15 Section 1322(6) imposes constraints on the exercise of power under s 1322(4). The section relevantly provides that:
The Court must not make an order under this section unless it is satisfied:
(a) ….
(b) …
(c) in every case—that no substantial injustice has been or is likely to be caused to any person.
16 Section 1322(4) has been given a wide operation and liberal interpretation by the courts. In Weinstock v Beck (2013) 251 CLR 396, French CJ observed as follows at [39]:
Corporations, in contemporary Australian society, serve the purposes of enterprises, large and small, owned and operated by men and women, some of whom are sophisticated, knowledgeable and well-advised on matters of corporate governance and some, perhaps many, of whom are not.

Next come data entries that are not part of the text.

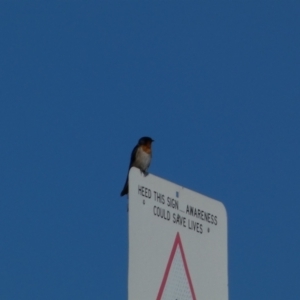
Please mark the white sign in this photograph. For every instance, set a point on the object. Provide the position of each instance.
(177, 242)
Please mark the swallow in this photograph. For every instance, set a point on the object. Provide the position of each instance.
(140, 158)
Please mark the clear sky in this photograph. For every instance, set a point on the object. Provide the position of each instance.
(216, 84)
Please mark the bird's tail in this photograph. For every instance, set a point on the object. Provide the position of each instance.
(125, 188)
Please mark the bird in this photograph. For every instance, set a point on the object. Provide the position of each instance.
(140, 158)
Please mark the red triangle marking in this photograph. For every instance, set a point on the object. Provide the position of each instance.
(177, 242)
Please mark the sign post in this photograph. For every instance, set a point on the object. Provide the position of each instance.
(177, 242)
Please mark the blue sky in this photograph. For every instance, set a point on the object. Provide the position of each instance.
(215, 83)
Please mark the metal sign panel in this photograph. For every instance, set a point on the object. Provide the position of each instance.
(177, 242)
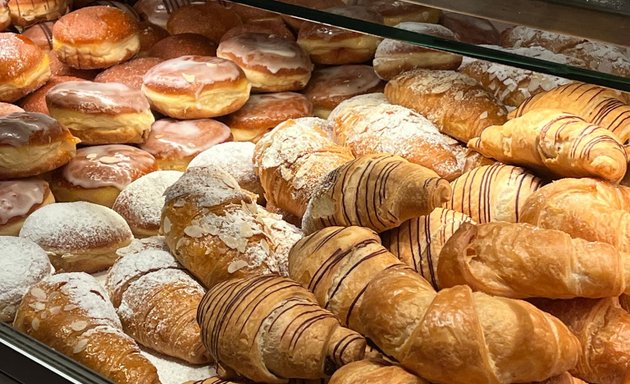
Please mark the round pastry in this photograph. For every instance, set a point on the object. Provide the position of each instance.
(32, 144)
(129, 73)
(184, 44)
(263, 112)
(141, 202)
(22, 265)
(78, 236)
(196, 87)
(211, 20)
(98, 174)
(335, 46)
(174, 143)
(330, 86)
(101, 113)
(96, 37)
(271, 64)
(394, 57)
(24, 67)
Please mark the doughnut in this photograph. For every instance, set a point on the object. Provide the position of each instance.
(394, 57)
(22, 265)
(98, 174)
(96, 37)
(174, 143)
(271, 64)
(141, 202)
(263, 112)
(184, 44)
(330, 86)
(79, 236)
(129, 73)
(24, 67)
(335, 46)
(18, 199)
(32, 144)
(101, 113)
(196, 87)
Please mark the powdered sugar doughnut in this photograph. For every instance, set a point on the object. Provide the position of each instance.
(78, 236)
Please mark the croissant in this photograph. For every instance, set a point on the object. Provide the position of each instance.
(454, 336)
(293, 159)
(157, 302)
(375, 191)
(493, 193)
(71, 313)
(217, 232)
(269, 329)
(557, 143)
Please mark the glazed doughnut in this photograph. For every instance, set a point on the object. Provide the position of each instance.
(335, 46)
(394, 57)
(96, 37)
(32, 144)
(101, 113)
(196, 87)
(330, 86)
(263, 112)
(24, 67)
(271, 64)
(184, 44)
(141, 202)
(98, 174)
(175, 143)
(78, 236)
(129, 73)
(22, 265)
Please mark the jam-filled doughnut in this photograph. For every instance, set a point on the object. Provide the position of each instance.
(263, 112)
(101, 113)
(174, 143)
(196, 87)
(330, 86)
(98, 174)
(78, 237)
(96, 37)
(24, 67)
(32, 144)
(271, 64)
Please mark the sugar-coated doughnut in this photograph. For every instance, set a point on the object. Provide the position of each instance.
(174, 143)
(22, 265)
(263, 112)
(141, 202)
(196, 87)
(96, 37)
(271, 64)
(330, 86)
(32, 144)
(101, 113)
(24, 67)
(78, 236)
(98, 174)
(20, 198)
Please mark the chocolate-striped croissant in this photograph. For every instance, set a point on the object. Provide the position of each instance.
(377, 192)
(270, 329)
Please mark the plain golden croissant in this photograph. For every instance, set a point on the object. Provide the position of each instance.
(375, 191)
(157, 302)
(217, 232)
(555, 143)
(519, 260)
(493, 193)
(270, 329)
(71, 313)
(293, 159)
(454, 336)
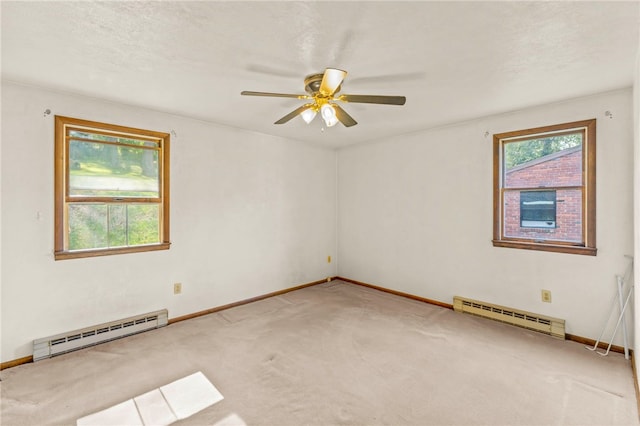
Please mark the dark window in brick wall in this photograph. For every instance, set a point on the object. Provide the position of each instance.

Section 1322(4) and related provisions reflect a long-standing legislative recognition that mistakes will happen in corporate governance and that it is not in the public interest that the validity of decisions made in relation to corporations be unduly vulnerable to innocent errors which may be corrected without substantial injustice to third parties.
In Blaze Asset Pty Ltd v Target Energy Ltd (2009) 177 FCR 488, Barker J stated that:
[30] While s 1322(4) does not require the Court in exercising the power to extend time, to take account of any particular criteria. Obviously the power should be exercised having regard to the general objects and purposes of the CA: see Re Wave Capital Ltd (2003) 21 ACLC 1995. Section 1322(6)(c), however, specifies that, in a case such as the present, the Court must not make an order unless it is satisfied that “no substantial injustice has been or is likely to be caused to any person”.
[31] In my view, the exercise of the power under s 1322(4) involves in effect a two stage process. First, the Court needs to determine whether, having regard to the circumstances of the case and the general objects of the CA it is appropriate to make an order extending a relevant period, or abridging a relevant period. Secondly, if those circumstances are made out, then the Court must address the question whether any substantial injustice has been or is likely to be caused to any person by the making of such an order.
[32] In dealing with the first consideration, general discretionary matters no doubt included factors touching upon the reasons for the need to extend time. Questions of deliberate strategy and inadvertence may fall for consideration. However, it should be noted that s 1322(4)(d) does not condition the exercise of the Court’s power on an applicant showing its conduct was due to inadvertence. In this regard, s 1322(4) may be contrasted with s 1325D under which the Court may declare any act, document or matter not invalid by reason of contravention of a provision of Ch 6, Ch 6A, Ch 6B or Ch 6C, where regard must be had to whether the contravention was caused by a person’s inadvertence or mistake, not having been aware of the relevant fact or occurrence, or circumstances beyond the control of the person. In my view, it is clear that mere “inadvertence” is not the sole or a governing criterion by which the Court may be moved to exercise its power under s 1322(4)(d), even though such a factor may be considered relevant.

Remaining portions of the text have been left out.